Das Ensemble ist ausnahmslos großartig in diesen Schlagabtäuschen, bei denen Schumacher das Tempo gut austariert hat: Immer wieder lässt er beschleunigen und eskalieren, danach herrscht Schweigen. Die schwangere Martha spielt Judith Goldberg als in ihrer Depression verfangen; sie verausgabt sich in dieser Rolle, schwankt zwischen Selbsthass und Unsicherheit. Soll sie andere an sich heranlassen oder sich lieber zurückziehen? Simon Zigah als ihr Ehemann hat schon lange das Interesse verloren, vielleicht aber auch die Kraft, mit der Krankheit seiner Frau umzugehen. Sein Ausbruchsversuch ist das politische Agitieren – die Szene, in der Thomas sich mit seinem alten Kumpel Alfred streitet, gehört zu den intensivsten der Inszenierung.
In Alexander Swoboda als links-intellektuellem Weltverbesserer Alfred Loth steckt die ganze Tragik der Geschichte, und Swoboda spielt das als zunehmend entgeisterter Schluffi voll aus. Warum nur kann er mit seinem Freund nicht mehr reden? Er konstatiert: „Wir driften/auseinander/ich red‘ nicht nur von uns/die Menschen/alle“ und „vor dieser Stille/habe ich Angst“. Die Familie Krause als Modell einer Gesellschaft der Einsamen, Sprachlosen.

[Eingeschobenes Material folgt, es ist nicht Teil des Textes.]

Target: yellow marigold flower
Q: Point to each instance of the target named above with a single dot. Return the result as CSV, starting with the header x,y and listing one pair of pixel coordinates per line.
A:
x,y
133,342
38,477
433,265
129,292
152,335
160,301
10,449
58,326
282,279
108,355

Guido Gallmann ist hinreißend heftig als versoffener Grandseigneur, der den Kampf um seine Würde aufgegeben hat. Susanne Schraders Annemarie will als Hausherrin Souveränität ausstrahlen, verzweifelt aber an der Ablehnung nicht nur ihres Mannes. Martin Baum überspielt mit viel Jovialität die Leere im Leben des Arztes Peter Schimmelpfennig. Und Lieke Hoppe als Helene hat nur scheinbar den Absprung in ein selbstbestimmtes Leben in der Stadt geschafft. Aber sie hat die Hoffnung nicht aufgegeben.
Das Finale: Als Marthas Kind tot geboren wird, ist der Schmerz übermächtig, bricht alles auseinander. Der betörende elektronische Sound von Tobias Vethake übernimmt, die Figuren verstummen. Doch das ist vielleicht trotzdem nicht das Ende – denn plötzlich wird es ganz hell. Viel Applaus bei der Premiere am Freitag.